I remember reading the 1988 book by Gregory Paul titled Predatory Dinosaurs of the World, and a number of taxonomic actions by Paul in that book describing juvenile Tyrannosaurus specimens LACM 23845 and LACM 28471 as new species of Albertosaurus and Aublysodon no longer held water because those two specimens were subsequently recognized by Tom Carr as Tyrannosaurus juvenile. Now, Greg Paul himself has a new book in the pipeline devoted to the same topic as his 1988 book:
https://www.amazon.com/Princeton-Field-Predatory-Dinosaurs-Guides/dp/0691253161


suspsy

Yes, we've known about this for some time now. I'm on the fence at the moment. I'm keen to see the artwork, but I'm not so keen to read more of Paul's weird classifications. And apparently he still believes that Spinosaurus is a chimera.
Untitled by suspsy3, on Flickr

VD231991

Quote from: suspsy on September 19, 2024, 02:59:13 PMYes, we've known about this for some time now. I'm on the fence at the moment. I'm keen to see the artwork, but I'm not so keen to read more of Paul's weird classifications. And apparently he still believes that Spinosaurus is a chimera.
Rauhut (2003) mentioned the possibility of the Spinosaurus aegyptiacus holotype being chimeric, but dal Sasso et al. (2005) rejected this notion.

The forthcoming field guide to theropod dinosaurs by Paul also happens to treat Stygivenator as distinct from Tyrannosaurus and sides with those who say that Nanotyrannus lancensis could be its own taxon irrespective of the fact that CMNH 7541 and "Jane" are juveniles (as are LACM 28471 and LACM 23845). I don't agree with Paul's decision in a paper published in 2022 to split T. rex into three species, but the description of the short-snouted tyrannosaurine taxon Asiatyrannus may lend support to the possibility that Nanotyrannus could be either a tyrannosaurine which convergently evolved a snout similar to that of alioramins or a member of Alioramini.
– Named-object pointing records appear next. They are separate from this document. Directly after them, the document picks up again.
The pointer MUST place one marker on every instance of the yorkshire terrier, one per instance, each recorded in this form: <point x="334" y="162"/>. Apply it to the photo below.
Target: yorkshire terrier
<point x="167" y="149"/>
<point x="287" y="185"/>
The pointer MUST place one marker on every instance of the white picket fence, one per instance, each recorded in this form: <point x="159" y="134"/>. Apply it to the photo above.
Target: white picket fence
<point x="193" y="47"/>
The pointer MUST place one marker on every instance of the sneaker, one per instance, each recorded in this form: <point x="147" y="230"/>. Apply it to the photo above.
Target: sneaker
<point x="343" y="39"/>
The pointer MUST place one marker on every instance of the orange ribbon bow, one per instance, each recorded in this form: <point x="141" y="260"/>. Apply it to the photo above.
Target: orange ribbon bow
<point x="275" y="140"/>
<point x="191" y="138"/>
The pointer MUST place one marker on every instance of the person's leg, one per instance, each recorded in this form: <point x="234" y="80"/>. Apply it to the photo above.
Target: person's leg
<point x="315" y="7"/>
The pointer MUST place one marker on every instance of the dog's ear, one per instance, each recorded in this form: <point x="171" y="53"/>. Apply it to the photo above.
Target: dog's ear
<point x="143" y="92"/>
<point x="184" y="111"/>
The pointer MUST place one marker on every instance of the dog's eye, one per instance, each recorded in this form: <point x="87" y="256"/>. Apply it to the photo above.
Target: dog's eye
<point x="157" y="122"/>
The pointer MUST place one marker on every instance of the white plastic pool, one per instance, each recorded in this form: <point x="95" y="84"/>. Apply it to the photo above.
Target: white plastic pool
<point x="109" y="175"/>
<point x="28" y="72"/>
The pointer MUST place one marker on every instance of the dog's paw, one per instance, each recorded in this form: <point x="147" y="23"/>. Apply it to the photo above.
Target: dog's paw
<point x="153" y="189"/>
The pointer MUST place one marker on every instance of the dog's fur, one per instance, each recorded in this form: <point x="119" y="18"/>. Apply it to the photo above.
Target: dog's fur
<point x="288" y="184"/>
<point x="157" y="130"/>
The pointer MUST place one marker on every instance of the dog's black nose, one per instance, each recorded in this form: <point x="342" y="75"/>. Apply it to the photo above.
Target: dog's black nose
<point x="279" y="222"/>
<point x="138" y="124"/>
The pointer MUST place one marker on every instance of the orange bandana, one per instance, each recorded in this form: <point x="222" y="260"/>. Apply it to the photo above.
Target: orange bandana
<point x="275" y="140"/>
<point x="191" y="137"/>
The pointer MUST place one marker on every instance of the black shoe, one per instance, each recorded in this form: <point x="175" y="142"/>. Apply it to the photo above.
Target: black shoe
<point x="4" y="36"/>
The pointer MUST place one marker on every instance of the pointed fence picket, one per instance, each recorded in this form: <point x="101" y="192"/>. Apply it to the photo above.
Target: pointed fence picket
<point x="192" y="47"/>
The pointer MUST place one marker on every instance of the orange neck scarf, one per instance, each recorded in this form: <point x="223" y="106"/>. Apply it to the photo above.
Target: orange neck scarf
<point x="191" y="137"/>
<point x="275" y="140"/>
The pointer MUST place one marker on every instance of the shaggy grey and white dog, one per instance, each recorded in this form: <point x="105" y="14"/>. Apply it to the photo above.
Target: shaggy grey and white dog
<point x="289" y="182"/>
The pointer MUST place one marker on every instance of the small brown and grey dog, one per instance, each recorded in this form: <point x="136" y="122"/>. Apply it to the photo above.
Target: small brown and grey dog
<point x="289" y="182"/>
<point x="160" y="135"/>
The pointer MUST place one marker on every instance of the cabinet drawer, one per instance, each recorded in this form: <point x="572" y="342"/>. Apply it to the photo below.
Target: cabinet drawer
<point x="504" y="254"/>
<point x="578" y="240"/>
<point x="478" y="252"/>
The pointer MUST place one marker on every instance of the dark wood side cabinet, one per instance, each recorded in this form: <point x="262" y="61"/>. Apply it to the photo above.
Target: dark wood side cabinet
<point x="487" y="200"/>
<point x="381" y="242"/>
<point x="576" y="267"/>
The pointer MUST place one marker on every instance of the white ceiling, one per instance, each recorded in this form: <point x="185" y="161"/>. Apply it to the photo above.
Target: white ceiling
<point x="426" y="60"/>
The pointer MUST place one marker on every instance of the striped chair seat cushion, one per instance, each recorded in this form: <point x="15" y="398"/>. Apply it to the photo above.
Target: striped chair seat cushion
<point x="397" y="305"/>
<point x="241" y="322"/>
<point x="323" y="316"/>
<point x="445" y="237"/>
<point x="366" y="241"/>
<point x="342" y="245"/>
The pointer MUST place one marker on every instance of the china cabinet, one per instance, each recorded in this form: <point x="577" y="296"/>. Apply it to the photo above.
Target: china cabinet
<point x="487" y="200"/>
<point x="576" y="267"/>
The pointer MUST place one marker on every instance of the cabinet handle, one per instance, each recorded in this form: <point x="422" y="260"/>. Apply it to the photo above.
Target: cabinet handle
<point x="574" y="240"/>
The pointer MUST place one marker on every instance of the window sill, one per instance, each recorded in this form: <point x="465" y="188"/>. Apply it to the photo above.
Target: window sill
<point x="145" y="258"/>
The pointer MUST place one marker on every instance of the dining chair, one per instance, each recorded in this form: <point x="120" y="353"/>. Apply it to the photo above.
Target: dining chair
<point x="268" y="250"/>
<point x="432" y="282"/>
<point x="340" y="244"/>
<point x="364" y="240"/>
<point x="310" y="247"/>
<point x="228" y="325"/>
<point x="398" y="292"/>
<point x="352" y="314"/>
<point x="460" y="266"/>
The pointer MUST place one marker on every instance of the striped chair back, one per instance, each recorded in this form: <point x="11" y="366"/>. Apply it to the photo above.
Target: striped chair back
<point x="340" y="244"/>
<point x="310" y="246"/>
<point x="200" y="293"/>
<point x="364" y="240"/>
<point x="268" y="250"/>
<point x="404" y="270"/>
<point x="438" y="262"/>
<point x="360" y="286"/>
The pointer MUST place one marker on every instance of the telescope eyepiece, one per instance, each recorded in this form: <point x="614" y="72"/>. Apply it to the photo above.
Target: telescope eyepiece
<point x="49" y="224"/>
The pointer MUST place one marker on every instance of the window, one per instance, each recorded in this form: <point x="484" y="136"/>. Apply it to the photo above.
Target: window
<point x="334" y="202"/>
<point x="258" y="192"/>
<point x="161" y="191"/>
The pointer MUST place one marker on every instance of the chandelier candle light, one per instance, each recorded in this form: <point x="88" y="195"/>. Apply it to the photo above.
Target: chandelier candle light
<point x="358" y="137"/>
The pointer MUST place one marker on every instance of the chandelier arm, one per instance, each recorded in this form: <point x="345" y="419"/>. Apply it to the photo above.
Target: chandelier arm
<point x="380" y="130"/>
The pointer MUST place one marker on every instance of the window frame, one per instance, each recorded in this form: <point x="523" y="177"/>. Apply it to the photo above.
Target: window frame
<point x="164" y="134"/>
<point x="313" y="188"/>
dal Sasso, C.; Maganuco, S.; Buffetaut, E.; Mendez, M.A. (2005). New information on the skull of the enigmatic theropod Spinosaurus, with remarks on its sizes and affinities. Journal of Vertebrate Paleontology 25 (4): 888–896.

Rauhut, O.W.M., 2003. The interrelationships and evolution of basal theropod dinosaurs. Special Papers in Palaeontology 69: 1–213.